Friday, May 13, 2011

Airmont spent $450G on yeshiva student housing lawsuits 

Village officials spent $450,863 fending off a congregation's plans to build a school with housing and in a failed attempt to beat a civil rights lawsuit brought by federal prosecutors for the second time in the village's 20-year history.

After 10 years of legal battles and fees, Airmont officials agreed last week to a federal order forcing them to amend the community's zoning code to allow student housing.

If Airmont does not change its zoning code by Oct. 15, U.S. Attorney Preet Bharara said the office will resurrect the lawsuit accusing the village of discrimination.

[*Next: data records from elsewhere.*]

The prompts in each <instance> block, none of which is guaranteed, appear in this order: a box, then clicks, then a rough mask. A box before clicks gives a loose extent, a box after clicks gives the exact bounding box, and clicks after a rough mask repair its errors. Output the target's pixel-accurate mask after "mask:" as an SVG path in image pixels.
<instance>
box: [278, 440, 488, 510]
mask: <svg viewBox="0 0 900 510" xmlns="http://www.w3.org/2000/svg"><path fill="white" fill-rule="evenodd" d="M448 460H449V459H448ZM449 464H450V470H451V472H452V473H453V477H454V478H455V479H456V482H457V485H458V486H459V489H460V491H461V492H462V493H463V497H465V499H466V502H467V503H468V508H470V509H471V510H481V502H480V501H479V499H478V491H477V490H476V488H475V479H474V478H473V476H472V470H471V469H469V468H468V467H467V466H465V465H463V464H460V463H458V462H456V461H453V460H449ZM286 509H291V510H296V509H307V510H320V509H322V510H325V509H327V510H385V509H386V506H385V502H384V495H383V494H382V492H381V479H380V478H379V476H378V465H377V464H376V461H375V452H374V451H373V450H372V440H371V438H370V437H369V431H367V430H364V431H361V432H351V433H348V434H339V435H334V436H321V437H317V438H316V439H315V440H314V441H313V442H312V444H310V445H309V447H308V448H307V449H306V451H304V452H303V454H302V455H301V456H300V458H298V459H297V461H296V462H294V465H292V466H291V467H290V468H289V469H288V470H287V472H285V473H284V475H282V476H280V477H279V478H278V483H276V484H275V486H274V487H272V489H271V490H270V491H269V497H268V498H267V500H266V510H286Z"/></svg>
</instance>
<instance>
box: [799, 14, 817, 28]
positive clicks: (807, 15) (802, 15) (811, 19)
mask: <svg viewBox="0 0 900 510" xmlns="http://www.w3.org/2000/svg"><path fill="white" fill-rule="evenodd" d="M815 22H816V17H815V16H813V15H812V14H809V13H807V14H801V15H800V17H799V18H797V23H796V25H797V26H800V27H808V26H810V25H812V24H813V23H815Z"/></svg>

Airmont Mayor Dennis Kay and former Trustee Joseph Meyers, now a Rockland County legislator, argued the money was well spent to defend the village's zoning code.

On the other side, former Mayor John Layne, the congregation's lawyer and some residents said the village wasted taxpayer money by defending a zoning code that they knew discriminated.

Layne said Wednesday that he had negotiated a settlement with Congregation Mischknois Lavier Yakov before the U.S. Attorney's Office filed its 2005 civil rights lawsuit.

The village board approved Layne's settlement by a vote of 3-2.

After Anthony Valenti won election to the village board, he joined Kay and Meyers to rescind the settlement with the congregation. The U.S. Attorney's Office in White Plains filed its lawsuit soon afterward.

"I don't think $450,000 of the people's money is worth spending when the indications early on was this was not a winner," Layne said. "All this accomplished was delay at the expense of the taxpayers. The government is not supposed to be rolling the dice with the people's money."

Kay and Meyers said the village defended its zoning, a main function of government.

As a result, they said, the congregation has not built its school and 170-student dormitory, along with 30 apartments for faculty and married students, on 19 acres along Hillside Avenue.

Meyers, a lawyer, said settling the case wouldn't have stopped the the U.S. Attorney's Office from filing its lawsuit. He said the village founders were wrong to adopt a zoning code prohibiting synagogues in residental areas and student housing.